Мне всегда хотелось, чтобы вместе со стихами о природе звучали на уроках «Времена года» Чайковского или Вивальди.. И перекликались с ними пейзажи Левитана, Поленова, Коровина, Грабаря, Серова.
Онегинские уроки нередко превращались в настоящие спектакли.
Размышлял, как совместить лермонтогвского Демона с врубелевским и с Демоном Рубинштейна.
Тогда ещё не говорили об интеграции в обучении. А я без этого просто не мог обходиться. Даже книжку написал – «Живопись на уроках словесности».
А за ней и другую – «Интеграция на литературных занятиях».
Бывало, надо мной и посмеивались. Нельзя, мол, превращать урок в театр. Но я был уверен: чем больше на уроке литературы «театра», чем убедительнее перекликаются на нём разные виды искусства, тем сильнее западает этот урок в душу ребёнка. И необходимо лишь одно: добиваться, чтобы музыкальный или, скажем, живописный образ сливались с литературным органически, а не становились бессмысленной «декорацией».
И нельзя забывать: главный герой на уроке литературы - СЛОВО писателя или поэта! А любой "театр"- для того, чтобы СЛОВО это обретало свой глубинный художественный смысл.
Она по-русски плохо знала,
Журналов наших не читала,
И выражалася с трудом
На языке своём родном.
- Письмо к Онегину ( «Я к вам пишу – чего же боле...), которое многие девочки знают наизусть, Татьяна «писала… по-французски.
…«Что делать!
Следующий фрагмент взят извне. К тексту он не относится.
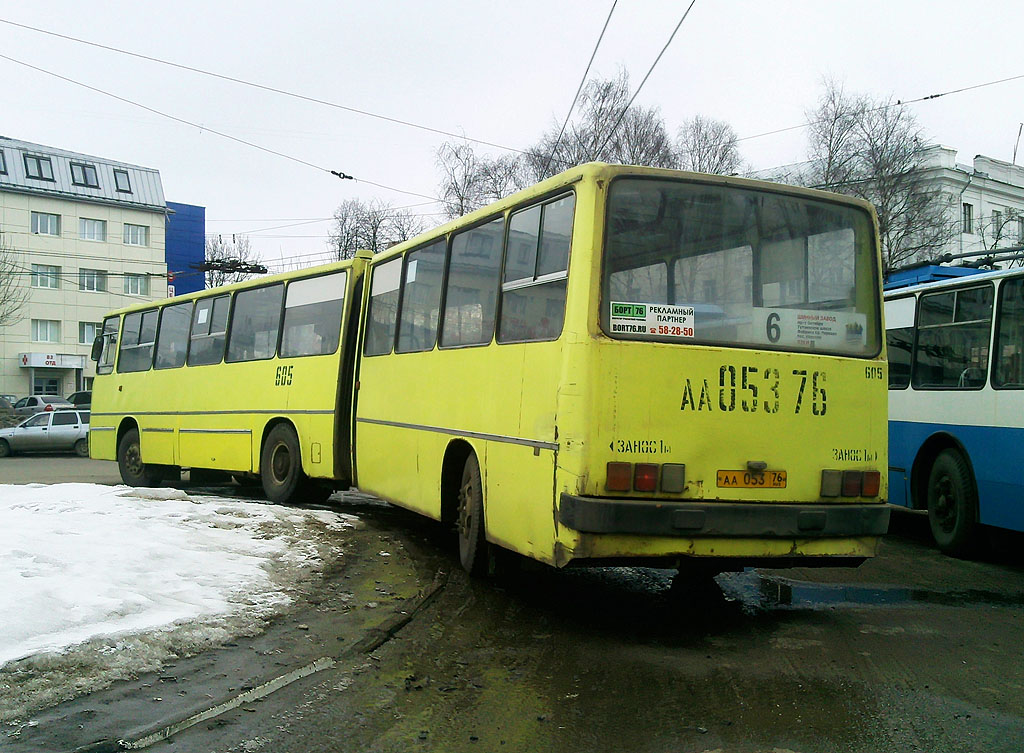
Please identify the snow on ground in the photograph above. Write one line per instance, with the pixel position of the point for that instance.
(118, 580)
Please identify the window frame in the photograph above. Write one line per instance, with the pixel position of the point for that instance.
(86, 169)
(955, 290)
(39, 161)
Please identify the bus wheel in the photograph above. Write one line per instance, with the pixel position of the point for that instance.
(133, 471)
(281, 464)
(952, 504)
(472, 546)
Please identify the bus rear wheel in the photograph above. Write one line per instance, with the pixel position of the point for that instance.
(472, 543)
(952, 504)
(281, 465)
(133, 471)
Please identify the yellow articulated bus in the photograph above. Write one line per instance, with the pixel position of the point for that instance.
(616, 365)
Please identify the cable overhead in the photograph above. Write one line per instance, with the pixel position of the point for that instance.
(649, 72)
(580, 88)
(211, 130)
(264, 87)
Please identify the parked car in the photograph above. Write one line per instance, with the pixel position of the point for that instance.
(36, 403)
(82, 400)
(46, 431)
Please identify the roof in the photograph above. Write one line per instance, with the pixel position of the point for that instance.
(144, 187)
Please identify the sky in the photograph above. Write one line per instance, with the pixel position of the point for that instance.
(497, 72)
(201, 570)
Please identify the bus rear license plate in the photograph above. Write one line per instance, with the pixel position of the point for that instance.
(745, 479)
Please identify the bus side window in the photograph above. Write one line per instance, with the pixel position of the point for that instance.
(899, 343)
(256, 324)
(421, 298)
(110, 335)
(536, 269)
(1008, 369)
(209, 323)
(471, 296)
(383, 307)
(137, 338)
(172, 339)
(312, 316)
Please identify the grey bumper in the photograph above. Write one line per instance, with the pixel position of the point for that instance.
(735, 519)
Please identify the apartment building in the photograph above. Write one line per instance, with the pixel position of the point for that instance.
(85, 235)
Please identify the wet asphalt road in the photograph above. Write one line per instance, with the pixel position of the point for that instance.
(911, 652)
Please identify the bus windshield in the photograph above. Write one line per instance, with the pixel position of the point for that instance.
(700, 263)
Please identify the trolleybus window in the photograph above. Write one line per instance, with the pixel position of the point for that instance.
(471, 296)
(312, 316)
(172, 341)
(421, 298)
(710, 263)
(255, 324)
(209, 323)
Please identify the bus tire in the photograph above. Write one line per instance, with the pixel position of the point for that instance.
(952, 504)
(133, 471)
(469, 524)
(281, 465)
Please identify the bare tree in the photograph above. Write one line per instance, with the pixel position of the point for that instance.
(13, 290)
(606, 128)
(220, 251)
(872, 150)
(375, 225)
(706, 144)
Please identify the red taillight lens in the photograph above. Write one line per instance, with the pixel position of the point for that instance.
(619, 476)
(645, 477)
(852, 480)
(872, 480)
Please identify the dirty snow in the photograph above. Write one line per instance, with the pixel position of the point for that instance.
(130, 577)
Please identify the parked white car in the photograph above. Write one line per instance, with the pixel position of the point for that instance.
(48, 431)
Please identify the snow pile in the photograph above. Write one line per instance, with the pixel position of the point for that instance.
(88, 571)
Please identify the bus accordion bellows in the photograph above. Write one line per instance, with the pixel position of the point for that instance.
(956, 401)
(616, 365)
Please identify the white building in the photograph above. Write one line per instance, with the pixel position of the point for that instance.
(86, 235)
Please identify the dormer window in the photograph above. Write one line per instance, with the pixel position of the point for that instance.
(38, 167)
(121, 181)
(82, 174)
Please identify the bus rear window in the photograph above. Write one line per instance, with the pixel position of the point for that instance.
(694, 263)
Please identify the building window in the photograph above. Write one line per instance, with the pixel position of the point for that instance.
(45, 224)
(136, 285)
(136, 235)
(38, 167)
(91, 229)
(82, 174)
(121, 181)
(45, 330)
(92, 280)
(87, 332)
(45, 276)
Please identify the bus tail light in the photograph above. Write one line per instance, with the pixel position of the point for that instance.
(872, 479)
(852, 482)
(619, 476)
(645, 477)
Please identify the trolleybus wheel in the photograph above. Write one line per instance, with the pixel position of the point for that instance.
(281, 465)
(952, 504)
(133, 471)
(472, 546)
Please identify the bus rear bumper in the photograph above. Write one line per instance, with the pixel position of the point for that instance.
(745, 519)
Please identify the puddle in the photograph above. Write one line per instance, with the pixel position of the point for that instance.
(759, 591)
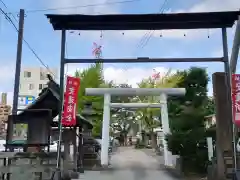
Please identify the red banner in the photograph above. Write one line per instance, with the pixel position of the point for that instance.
(236, 98)
(70, 101)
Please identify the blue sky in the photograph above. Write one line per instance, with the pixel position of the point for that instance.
(46, 42)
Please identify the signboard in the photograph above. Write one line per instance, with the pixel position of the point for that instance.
(70, 101)
(19, 133)
(25, 100)
(236, 98)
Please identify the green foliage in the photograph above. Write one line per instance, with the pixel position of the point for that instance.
(148, 115)
(92, 78)
(188, 134)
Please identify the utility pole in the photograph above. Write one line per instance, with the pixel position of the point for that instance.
(18, 62)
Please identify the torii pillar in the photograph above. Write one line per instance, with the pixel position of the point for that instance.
(107, 92)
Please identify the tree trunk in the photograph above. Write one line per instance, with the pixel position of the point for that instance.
(153, 140)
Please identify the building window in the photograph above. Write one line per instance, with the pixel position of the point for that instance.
(31, 86)
(27, 74)
(40, 87)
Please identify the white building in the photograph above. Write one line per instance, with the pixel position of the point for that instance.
(32, 81)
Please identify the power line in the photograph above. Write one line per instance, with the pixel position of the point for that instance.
(80, 6)
(28, 45)
(147, 36)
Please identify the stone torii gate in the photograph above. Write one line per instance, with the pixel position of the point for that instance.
(108, 92)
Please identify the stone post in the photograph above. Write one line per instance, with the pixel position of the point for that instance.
(224, 126)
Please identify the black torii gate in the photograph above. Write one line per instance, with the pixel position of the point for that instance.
(204, 20)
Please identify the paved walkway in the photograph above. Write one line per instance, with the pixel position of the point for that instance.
(130, 164)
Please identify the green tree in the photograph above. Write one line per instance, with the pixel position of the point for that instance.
(123, 120)
(150, 117)
(188, 135)
(92, 78)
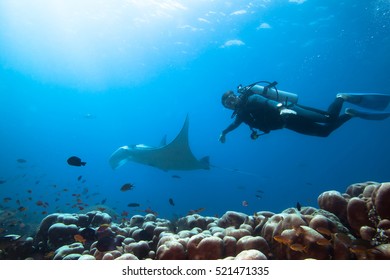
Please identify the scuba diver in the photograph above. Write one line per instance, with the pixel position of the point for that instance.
(266, 108)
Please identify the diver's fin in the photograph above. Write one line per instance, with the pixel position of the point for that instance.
(375, 101)
(367, 115)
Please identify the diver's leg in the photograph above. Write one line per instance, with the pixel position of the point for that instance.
(308, 127)
(335, 108)
(313, 114)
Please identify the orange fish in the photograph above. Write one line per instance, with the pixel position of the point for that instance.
(298, 247)
(324, 231)
(79, 238)
(21, 208)
(127, 187)
(323, 242)
(282, 239)
(39, 203)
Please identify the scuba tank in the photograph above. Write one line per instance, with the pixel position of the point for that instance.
(271, 92)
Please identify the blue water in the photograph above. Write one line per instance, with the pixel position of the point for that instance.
(86, 78)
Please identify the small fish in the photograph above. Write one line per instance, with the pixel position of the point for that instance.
(298, 247)
(8, 241)
(107, 243)
(133, 205)
(324, 231)
(127, 187)
(196, 211)
(79, 238)
(150, 211)
(282, 239)
(323, 242)
(75, 161)
(124, 213)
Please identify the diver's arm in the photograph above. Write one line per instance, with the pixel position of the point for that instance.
(231, 127)
(272, 103)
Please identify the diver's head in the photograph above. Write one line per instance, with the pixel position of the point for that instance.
(230, 100)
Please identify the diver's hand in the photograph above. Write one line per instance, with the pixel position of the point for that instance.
(222, 138)
(286, 112)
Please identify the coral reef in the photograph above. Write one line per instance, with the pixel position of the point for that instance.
(352, 225)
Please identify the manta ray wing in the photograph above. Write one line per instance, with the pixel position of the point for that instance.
(177, 155)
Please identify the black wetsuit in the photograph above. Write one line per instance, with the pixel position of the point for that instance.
(263, 114)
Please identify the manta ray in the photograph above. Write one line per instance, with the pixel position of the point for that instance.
(176, 155)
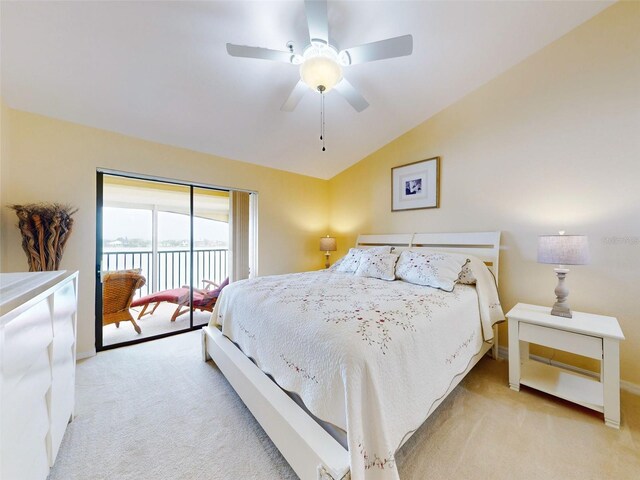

Повторяю вновь:
Доныне дамская любовь
Не изъясняется по-русски...»
А если добавить, что текст письма – почти дословный пересказ или пародирование сердечных излияний сентиментальных барышень из романов Ричардсона и Руссо, которыми зачитывалась Татьяна, то «русская душа» её предстанет несколько своеобразно…
…Дирижируя раскатистым «Р», Лёня изрёк…
Р-р ыбачил Кр-р аб в Кар-р ибском мор-ре…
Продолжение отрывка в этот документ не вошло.